There were big expectations from Justice League. After all, this much-awaited major film puts together the all-star superhero cast of Wonder Woman, Batman, Cyborg, the Flash, Superman, and Aquaman—characters that were played by Hollywood stars Gal Gadot, Ben Affleck, Ray Fisher, Ezra Miller, Henry Cavill, and Jason Momoa.

However, the film’s box-office bet wound up with a lackluster turnout on its opening weekend. According to The New York Times, it “collected  a disappointing $96 million at North American theaters over the weekend, or 42 percent less than its franchise predecessor, Batman v Superman: Dawn of Justice, had over its first three days in March 2016.”

On the brighter side, it’s stronger at the international box office, grossing $185 million on its opening weekend. Still, its total figure for a global opening is lower than the lowest expectations.  
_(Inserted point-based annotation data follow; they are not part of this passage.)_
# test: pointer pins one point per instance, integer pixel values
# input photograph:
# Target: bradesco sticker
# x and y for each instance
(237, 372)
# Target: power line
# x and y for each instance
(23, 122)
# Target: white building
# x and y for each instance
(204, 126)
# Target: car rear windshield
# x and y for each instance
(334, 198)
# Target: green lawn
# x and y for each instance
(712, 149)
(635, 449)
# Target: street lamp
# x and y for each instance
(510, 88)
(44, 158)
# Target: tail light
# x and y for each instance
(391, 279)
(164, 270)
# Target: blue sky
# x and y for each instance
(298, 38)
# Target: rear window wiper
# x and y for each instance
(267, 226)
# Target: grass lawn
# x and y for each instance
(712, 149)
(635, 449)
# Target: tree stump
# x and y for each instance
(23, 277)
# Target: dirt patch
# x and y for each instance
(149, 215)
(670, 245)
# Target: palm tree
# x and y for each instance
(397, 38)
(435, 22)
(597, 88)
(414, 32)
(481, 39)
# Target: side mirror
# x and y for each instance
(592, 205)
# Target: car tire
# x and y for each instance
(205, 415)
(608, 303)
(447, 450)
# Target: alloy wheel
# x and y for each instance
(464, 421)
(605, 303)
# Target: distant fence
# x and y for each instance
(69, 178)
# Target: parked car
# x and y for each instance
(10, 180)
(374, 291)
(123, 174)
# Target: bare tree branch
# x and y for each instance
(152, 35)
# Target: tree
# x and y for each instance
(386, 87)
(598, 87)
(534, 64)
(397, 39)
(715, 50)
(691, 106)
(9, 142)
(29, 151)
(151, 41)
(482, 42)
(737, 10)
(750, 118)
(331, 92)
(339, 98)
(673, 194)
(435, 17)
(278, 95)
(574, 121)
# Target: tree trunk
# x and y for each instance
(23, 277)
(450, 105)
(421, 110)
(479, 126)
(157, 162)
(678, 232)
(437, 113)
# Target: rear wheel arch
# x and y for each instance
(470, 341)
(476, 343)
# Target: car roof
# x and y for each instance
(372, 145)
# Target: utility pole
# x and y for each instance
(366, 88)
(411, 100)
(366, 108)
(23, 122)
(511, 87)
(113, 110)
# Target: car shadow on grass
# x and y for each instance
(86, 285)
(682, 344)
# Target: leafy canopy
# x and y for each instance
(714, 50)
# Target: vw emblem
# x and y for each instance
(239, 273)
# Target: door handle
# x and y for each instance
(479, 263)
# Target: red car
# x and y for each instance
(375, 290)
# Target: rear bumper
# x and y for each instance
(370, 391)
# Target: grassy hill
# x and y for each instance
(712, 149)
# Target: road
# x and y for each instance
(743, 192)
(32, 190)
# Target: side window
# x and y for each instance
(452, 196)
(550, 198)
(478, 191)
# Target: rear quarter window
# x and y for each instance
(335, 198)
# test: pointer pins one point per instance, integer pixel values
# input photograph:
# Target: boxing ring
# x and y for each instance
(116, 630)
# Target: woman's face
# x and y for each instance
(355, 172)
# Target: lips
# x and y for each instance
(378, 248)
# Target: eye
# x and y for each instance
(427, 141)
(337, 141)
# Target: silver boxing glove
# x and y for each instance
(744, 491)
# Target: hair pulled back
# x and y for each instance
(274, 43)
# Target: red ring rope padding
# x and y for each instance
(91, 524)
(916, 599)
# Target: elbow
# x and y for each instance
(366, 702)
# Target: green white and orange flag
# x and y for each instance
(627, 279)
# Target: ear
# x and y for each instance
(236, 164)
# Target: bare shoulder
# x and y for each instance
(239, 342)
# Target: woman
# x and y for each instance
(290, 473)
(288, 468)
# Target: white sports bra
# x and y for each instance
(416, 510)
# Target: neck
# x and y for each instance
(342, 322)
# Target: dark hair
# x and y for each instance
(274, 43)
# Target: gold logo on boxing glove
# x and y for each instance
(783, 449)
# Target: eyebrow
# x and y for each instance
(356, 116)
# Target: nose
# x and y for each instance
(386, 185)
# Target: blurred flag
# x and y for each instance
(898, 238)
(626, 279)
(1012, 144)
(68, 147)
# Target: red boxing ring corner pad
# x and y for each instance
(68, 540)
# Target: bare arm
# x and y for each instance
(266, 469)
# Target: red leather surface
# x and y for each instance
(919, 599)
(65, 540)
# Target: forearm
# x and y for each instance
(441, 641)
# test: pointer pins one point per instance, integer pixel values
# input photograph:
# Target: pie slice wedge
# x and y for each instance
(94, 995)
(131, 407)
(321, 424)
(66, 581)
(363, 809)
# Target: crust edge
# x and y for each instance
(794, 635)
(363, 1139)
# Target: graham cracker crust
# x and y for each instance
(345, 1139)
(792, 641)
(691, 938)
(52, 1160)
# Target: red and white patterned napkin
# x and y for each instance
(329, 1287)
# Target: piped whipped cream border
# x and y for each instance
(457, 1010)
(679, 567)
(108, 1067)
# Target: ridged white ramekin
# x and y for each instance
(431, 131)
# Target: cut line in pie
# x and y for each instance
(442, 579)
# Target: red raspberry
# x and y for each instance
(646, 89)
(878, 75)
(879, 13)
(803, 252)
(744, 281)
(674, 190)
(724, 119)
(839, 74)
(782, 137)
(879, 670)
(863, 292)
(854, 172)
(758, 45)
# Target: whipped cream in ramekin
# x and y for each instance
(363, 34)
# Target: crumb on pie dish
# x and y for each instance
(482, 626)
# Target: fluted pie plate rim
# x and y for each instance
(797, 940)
Despite Justice League’s B+ CinemaScore, it is expected to multiply its earnings this Thanksgiving weekend albeit not at as much as Warner hopes for. And unfortunately for the superhero film, the surprise hits from Lionsgate, Wonder (a story about a child with Treacher Collins syndrome), and Walt Disney/Pixar, Coco, (a story about a boy who went on a one-of-a-kind adventure that led him to the Land of the Dead), are threatening to eat up a big chunk of the family demographic.

Justice League made $38.8 million on its first day, while Wonder debuted to $27.1 million (which, according to The New York Times, is “triple what analysts had expected before its release") and Coco’s first-day earning totalled to $13.2 million.

The Warner Bros/DC film, which reportedly took $300 million to produce, lags behind the two films in terms of CinemaScore as they both earned A+. Rotten Tomatoes, the popular American review aggregation website for film and television, also had interesting reviews of the three films; Justice League only rated 41% while Wonder surprised with 85% and Coco wowed at 96%.

These figures are perhaps indicative of the moviegoing public's preference for the simpler heartstring-tugging movies with fresh plotlines over the predictably splashy action stuff that makes up a major film.